El SAT estará enfocado puntualmente en los adultos mayores.
ShutterstockLa sola idea de que el SAT pueda llegar hasta la puerta de tu casa genera nervios en más de uno. Sin embargo, el organismo recaudador dejó claro que tiene pensado usar esa herramienta con más frecuencia para revisar la situación fiscal de miles de personas en México.
El objetivo oficial es simple: checar que quienes están registrados cumplan con lo que marca la ley, en especial en el caso de los adultos mayores, un sector que muchas veces se siente más vulnerable frente a estas instancias.
Por qué el SAT puede aparecer en tu casa
En el sistema tributario mexicano, las autoridades federales cuentan con distintas formas de verificación. Una de ellas son las visitas domiciliarias. Estas inspecciones se activan cuando el SAT detecta datos que no cuadran, declaraciones incompletas o sospecha que hay obligaciones sin cumplir. No solo pueden revisar al contribuyente directo, también a quienes responden solidariamente o tienen relación con esa actividad económica.
La edad no es un filtro: si el organismo detecta irregularidades, puede iniciar el proceso tanto con jóvenes como con jubilados y pensionados.
En el caso de las personas mayores, la ley no las deja solas frente a la autoridad fiscal.

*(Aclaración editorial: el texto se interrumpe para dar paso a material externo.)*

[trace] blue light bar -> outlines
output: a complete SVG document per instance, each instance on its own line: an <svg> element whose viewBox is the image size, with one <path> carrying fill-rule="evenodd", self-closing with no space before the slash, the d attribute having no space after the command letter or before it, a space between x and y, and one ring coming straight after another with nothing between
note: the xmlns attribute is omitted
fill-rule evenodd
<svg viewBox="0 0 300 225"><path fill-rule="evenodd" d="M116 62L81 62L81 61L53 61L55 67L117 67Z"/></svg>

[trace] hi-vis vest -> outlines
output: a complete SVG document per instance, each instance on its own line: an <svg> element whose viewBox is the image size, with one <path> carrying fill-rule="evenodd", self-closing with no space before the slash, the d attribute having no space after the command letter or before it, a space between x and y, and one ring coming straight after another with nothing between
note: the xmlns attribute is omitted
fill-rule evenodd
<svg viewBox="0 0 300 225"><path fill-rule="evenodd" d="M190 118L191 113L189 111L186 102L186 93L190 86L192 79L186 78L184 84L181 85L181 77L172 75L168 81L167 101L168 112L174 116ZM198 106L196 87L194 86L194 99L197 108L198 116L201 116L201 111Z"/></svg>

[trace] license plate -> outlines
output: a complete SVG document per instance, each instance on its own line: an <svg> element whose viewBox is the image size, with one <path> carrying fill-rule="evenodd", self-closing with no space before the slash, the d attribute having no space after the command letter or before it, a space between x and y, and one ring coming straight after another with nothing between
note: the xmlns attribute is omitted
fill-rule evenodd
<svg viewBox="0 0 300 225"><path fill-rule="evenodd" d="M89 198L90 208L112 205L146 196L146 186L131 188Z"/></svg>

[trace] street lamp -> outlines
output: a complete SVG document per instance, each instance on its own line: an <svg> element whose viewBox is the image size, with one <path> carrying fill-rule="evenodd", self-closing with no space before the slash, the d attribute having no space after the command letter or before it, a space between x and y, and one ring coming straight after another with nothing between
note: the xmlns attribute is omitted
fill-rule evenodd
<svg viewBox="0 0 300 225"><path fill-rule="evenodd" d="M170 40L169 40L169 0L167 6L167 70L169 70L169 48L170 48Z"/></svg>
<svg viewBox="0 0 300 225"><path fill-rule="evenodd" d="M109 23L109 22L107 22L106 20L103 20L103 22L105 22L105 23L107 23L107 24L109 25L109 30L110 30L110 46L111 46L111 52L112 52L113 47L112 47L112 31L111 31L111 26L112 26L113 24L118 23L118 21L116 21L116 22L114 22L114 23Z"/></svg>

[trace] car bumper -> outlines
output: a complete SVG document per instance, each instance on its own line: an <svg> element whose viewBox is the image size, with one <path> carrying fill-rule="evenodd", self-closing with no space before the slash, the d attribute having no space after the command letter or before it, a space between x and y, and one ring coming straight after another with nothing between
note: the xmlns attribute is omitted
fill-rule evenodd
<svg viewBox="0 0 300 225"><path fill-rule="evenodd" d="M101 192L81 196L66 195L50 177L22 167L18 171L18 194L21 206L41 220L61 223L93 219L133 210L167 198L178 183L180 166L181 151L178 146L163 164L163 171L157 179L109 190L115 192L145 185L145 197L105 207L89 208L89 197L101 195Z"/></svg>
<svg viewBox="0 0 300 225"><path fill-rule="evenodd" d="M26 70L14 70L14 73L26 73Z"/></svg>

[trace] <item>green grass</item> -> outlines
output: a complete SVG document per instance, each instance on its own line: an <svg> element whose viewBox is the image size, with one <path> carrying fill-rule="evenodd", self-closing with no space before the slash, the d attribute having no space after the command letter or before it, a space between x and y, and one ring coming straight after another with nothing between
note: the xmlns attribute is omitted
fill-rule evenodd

Cuando se trata de jubilados o pensionados, el SAT tiene la obligación de avisarles que pueden recibir asesoría legal sin costo. Además, la persona puede pedir que esté presente un abogado o representante de confianza mientras se desarrolla la visita. Si los funcionarios no respetan estas garantías básicas, el procedimiento puede ser cuestionado e incluso anulado. Por eso es importante que los adultos mayores conozcan sus derechos y no sientan que deben firmar o aceptar algo sin entenderlo.
Qué revisar si llegan funcionarios del SAT
Si un equipo del SAT se presenta en el domicilio, hay varios puntos que conviene tener claros desde el primer minuto. Antes de avanzar con la revisión, el contribuyente debe contar con la llamada Carta de los Derechos del Contribuyente Auditado. Ese documento explica de manera sencilla qué puede pedir el SAT y qué puede exigir la persona. Además, al inicio de la visita, la autoridad tiene que informar de forma clara cuál es el alcance de la inspección, qué se va a revisar y qué opciones hay para regularizar la situación si aparece algún problema.
Durante todo el proceso, la persona puede corregir su situación a través de declaraciones normales o complementarias. También existe la posibilidad de pedir que la visita termine antes de lo previsto, siempre que se demuestre que las obligaciones fiscales están en regla y hayan pasado por lo menos tres meses desde el inicio del procedimiento.
Más allá del temor que suele despertar la palabra “auditoría”, conocer los derechos y las herramientas disponibles ayuda a bajar la tensión. Si el SAT toca la puerta, no se trata solo de responder preguntas: también es un momento para exigir que se respeten las garantías que la propia normativa reconoce a quienes pagan impuestos, en especial a los adultos mayores que muchas veces enfrentan estos trámites en soledad.